Buy all the processing and storage you can or go with a minimum viable platform? AI developers and designers are dividing into two camps.
Lately, I’ve been covering the overengineering and overprovisioning of resources in support of AI, both in the cloud and not in the cloud. AI architects are putting high-powered processors, such as GPUs, on their AI platform shopping lists, not stopping to consider if they will return business value.
I’ve found myself in more than a few heated disagreements with other IT architects about using these resources for AI. There seem to be two camps forming: First, the camp that believes AI will need all the processing and storage power that we can afford now. They beef up the systems ahead of need. Money and carbon footprint don’t need to be considered.
Second, the camp that’s configuring a minimum viable platform (MVP) that can support the core functions of AI systems. The idea is to keep it as lean as possible and use lower-powered platforms, such as edge and mobile computing.
Who’s right?
The trend to go small
As we trek into the latter half of 2024, it’s clear that a paradigm shift is reshaping the landscape: AI is downsizing its hardware appetite.

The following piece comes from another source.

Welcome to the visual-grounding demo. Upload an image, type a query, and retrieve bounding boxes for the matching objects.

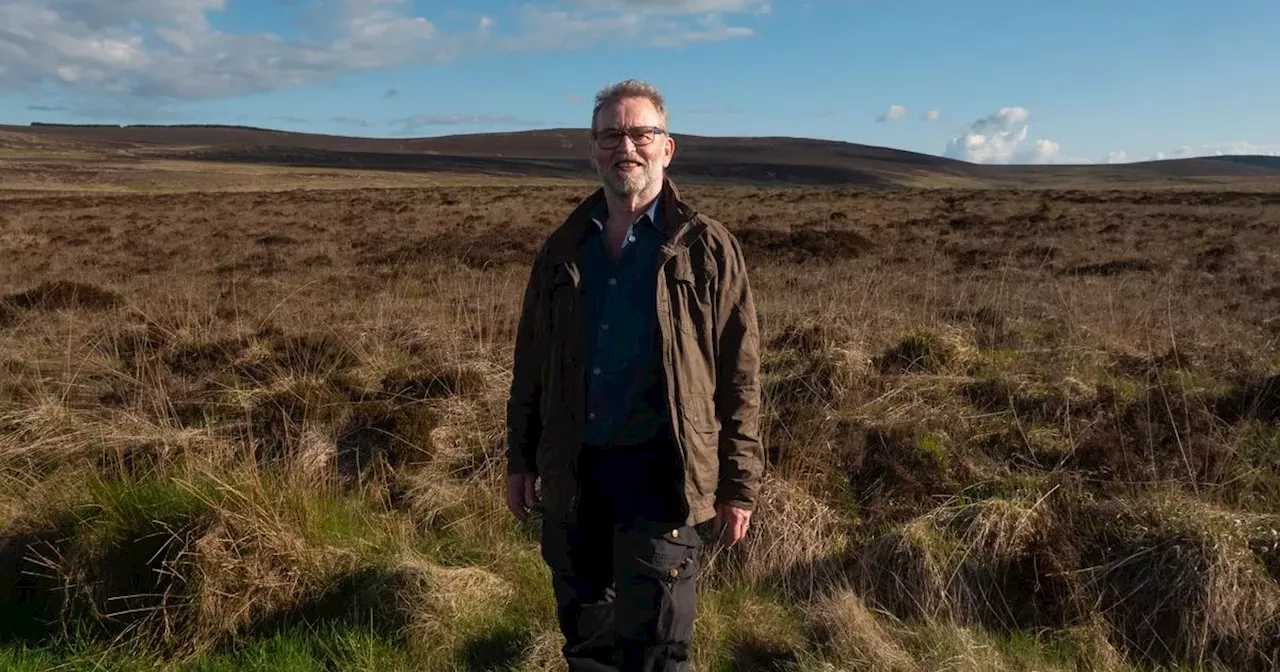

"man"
[507,81,764,671]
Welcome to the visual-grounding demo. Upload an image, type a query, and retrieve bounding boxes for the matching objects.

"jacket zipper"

In an era where digital efficiency reigns supreme, today’s cutting-edge AI technologies are shedding bulky resource dependencies and morphing into lean and agile models.
The traditional narrative for AI development has long been one of high demand. However, the narrative is undergoing a dramatic rewrite, largely thanks to new advancements in AI algorithms and hardware design.
The development of more efficient neural network architectures, such as transformers and lossless compression algorithms, has played a pivotal role. These innovations have downsized the data required for training and inference, thus reducing the computational effort. This trend is significantly lowering the barrier to entry and offering much smaller and more affordable platforms, in or out of the cloud.
More efficient and cost-effective
A critical milestone in this evolution was the advent of specialized AI processors, such as tensor processing units (TPUs) and neural processing units (NPUs). Unlike their generic counterparts, such as GPUs, these processors are optimized for the specific demands of AI workloads. They perform more computations per watt, translating to better performance with lesser energy consumption.
We’re likely to see more efficient and cost-effective processors as the billions of dollars flowing into the processor space create better options than hugely expensive GPUs. More minor processing power and thus device-centered AI is where AI systems are heading. It is not as focused on the major large language models (LLMs) that define the generative AI space.
As I’ve mentioned many times, businesses won’t be building LLMs for their AI implementations; for the next few years, they will be smaller models and tactical use cases. That is where the investments need to be made.
On the software front, frameworks like TensorFlow Lite and ONNX enable developers to build high-efficiency AI models that scale down appropriately for edge devices. The focus around AI systems development seems to be shifting here; businesses are finding more benefits in building lighter-weight AI systems that can provide more business value with less investment.
One must recognize the magic woven by edge computing. This once-futuristic notion is now very much a reality, driving data processing towards the network’s periphery. By harnessing edge devices—ranging from IoT gadgets to smartphones—AI workloads are becoming more distributed and decentralized. This alleviates bandwidth congestion and latency issues and supports a trend towards minimalistic yet powerful processors.
Bigger isn’t always better
Fast forward to 2024, and our reliance on massive data infrastructures is steadily evaporating. Complex AI systems seamlessly run on devices that fit in the palm of your hand. These are not LLMs and don’t pretend to be LLMs, but they can reach out to LLMs when needed and can process 95% of what they need to process on the device. This is the idea behind the yet-to-be-deployed Apple Intelligence features that will be delivered in the next version of IOS. Of course, this may intended to drive iPhone upgrades rather than drive more efficiency to AI.
Consider the breakthrough of embedded intelligence in smartphones. Processors like Apple’s A16 Bionic and Qualcomm’s Snapdragon 8 Gen 2 have integrated AI capabilities, spurring a revolution in mobile computing. These chips have machine learning accelerators that manage tasks like real-time language translation, augmented reality-based gaming, and sophisticated photo processing.
Moreover, AI models can now be “trimmed down” without losing efficacy. Model quantization, pruning, and knowledge distillation allow designers to pare down models and streamline them for deployment in resource-limited environments.
This pushes back on the current narrative. Most larger consulting and technology companies are driving partnerships with processor providers. That will be a bell that is hard to unring. Are we concerned when decisions are based more on business obligations than business requirements, and we keep attempting to stuff expensive and power-hungry GPUs into clouds and data centers? We’re expecting enterprises to create and operate huge AI systems that burn twice as much power and cost twice as much money as they currently do. That is a scary outcome.
This does not mean that we’re going to limit the power that AI needs. We should be concerned with rightsizing our resources and using AI more efficiently. We’re not in a race to see who can build the biggest, most powerful system. It’s about adding business value by taking a minimalist approach to this technology.